Larry Womble, a former state legislator who was seriously injured in a 2011 car crash, has filed a lawsuit alleging that the man killed in the accident drank too much and drove recklessly and that Sixth & Vine kept serving the man alcohol even after it was evident he was intoxicated.
Womble is a former state representative in the N.C. General Assembly and filed the lawsuit in Forsyth Superior Court Tuesday. The lawsuit asks for more than $10,000 each in compensatory and punitive damages.
“Mr. Womble has suffered tremendously from this accident,” said David Freedman, Womble’s attorney. “He was in critical condition for a significant amount of time. He had to give up his political career and he is still fighting to learn to walk again.”
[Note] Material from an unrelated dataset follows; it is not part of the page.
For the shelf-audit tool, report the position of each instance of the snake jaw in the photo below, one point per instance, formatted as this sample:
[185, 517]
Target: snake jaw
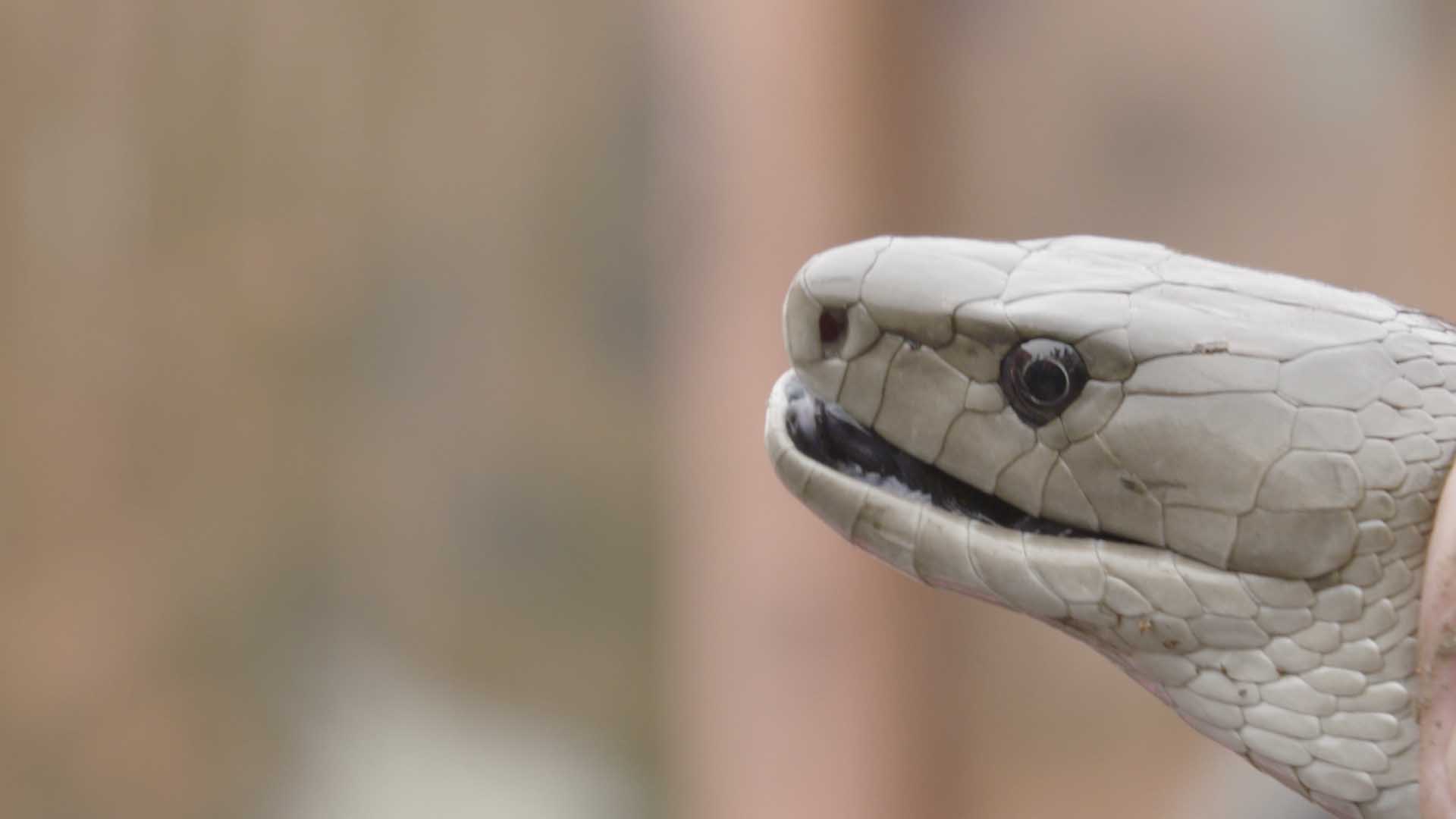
[1235, 509]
Womble initially was charged with misdemeanor death by motor vehicle after the Dec. 2, 2011, crash because Winston-Salem police originally believed that Womble’s car crossed the center line of Reynolds Park Road and crashed into Carmichael’s car. That charge was voluntarily dismissed by Steven M. Arbogast, a prosecutor with the N.C. Attorney General’s Office, after further investigation, including an accident reconstruction, indicated that it was Carmichael’s car that crossed the center line.
Neither R. Kenneth Babb, the administrator for Carmichael’s estate, nor Kathleen Barnes, the owner of Sixth & Vine, could be reached for comment Tuesday. Carmichael’s father, C.F. “Hoagy” Carmichael, ran unsuccessfully for Womble’s seat in the 1990s and soon after became close friends with Womble. Hoagy Carmichael could not be reached for comment Tuesday.
According to the lawsuit, Carmichael, 54, had consumed a large amount of alcoholic beverages at Sixth & Vine on the night of Dec. 2, 2011, and had left “in an extremely intoxicated condition.”
Just after 11 p.m., Carmichael got in his car and started driving home. While in the eastbound lane in the 2600 block of Reynolds Park Road, Carmichael crossed the center line and collided head-on with Womble’s car, which was in the westbound lane, the lawsuit said. Carmichael died at the scene, and Womble was transported to Wake Forest Baptist Medical Center.
Freedman said toxicology reports showed that Carmichael had a blood alcohol level of 0.29 percent, more than three times the legal limit of 0.08 percent. The lawsuit said that Carmichael had three separate receipts from Sixth & Vine in his pockets, all dated Dec. 2, 2011. The last receipt was issued to Carmichael about 20 minutes before the accident, the lawsuit said.
“The severe injuries of plaintiff (Womble) were proximately caused by the reckless, negligent, willful and wanton misconduct of David Carmichael, whose actions and outrageous conduct described above led to the collision of Carmichael’s car with plaintiff’s car,” the lawsuit says.
The lawsuit says that as a result of Carmichael’s alleged actions, Womble has had “extensive and excruciating injuries,” as well as ever-increasing medical bills. Freedman said Womble’s medical bills are several hundred thousand dollars and continue to increase. Womble remains in a wheelchair and goes to physical therapy several times a week, Freedman said.
In the lawsuit, Womble alleges that Sixth & Vine employees continued to serve Carmichael alcoholic beverages “after they became aware, or should have been aware in the exercise of reasonable care, that Carmichael was intoxicated.”
The lawsuit also said that the owners and managers of Sixth & Vine also failed to properly train and supervise employees on the appropriate procedures for selling alcohol to visibly intoxicated customers.
“The actions of the employees of Defendant 6th & Vine, acting in the course and scope of their employment, in serving alcoholic beverages to David Carmichael while he was in an intoxicated condition on Dec. 2, 2011, constituted negligence and violated the common law of North Carolina,” the lawsuit said.
This is the second time that Sixth & Vine has been sued in connection with a fatal crash involving alcohol.
In 2008, the bar and restaurant reached a settlement with the family of Casey Bokhoven, the man former WXII anchor Tolly Carr hit and killed while driving drunk in 2007.
Womble alleges that Sixth & Vine had been put on notice about the risks of continuing to serve a “visibly intoxicated person,” because of the previous lawsuit. Womble alleges that Sixth & Vine’s conduct represents malice.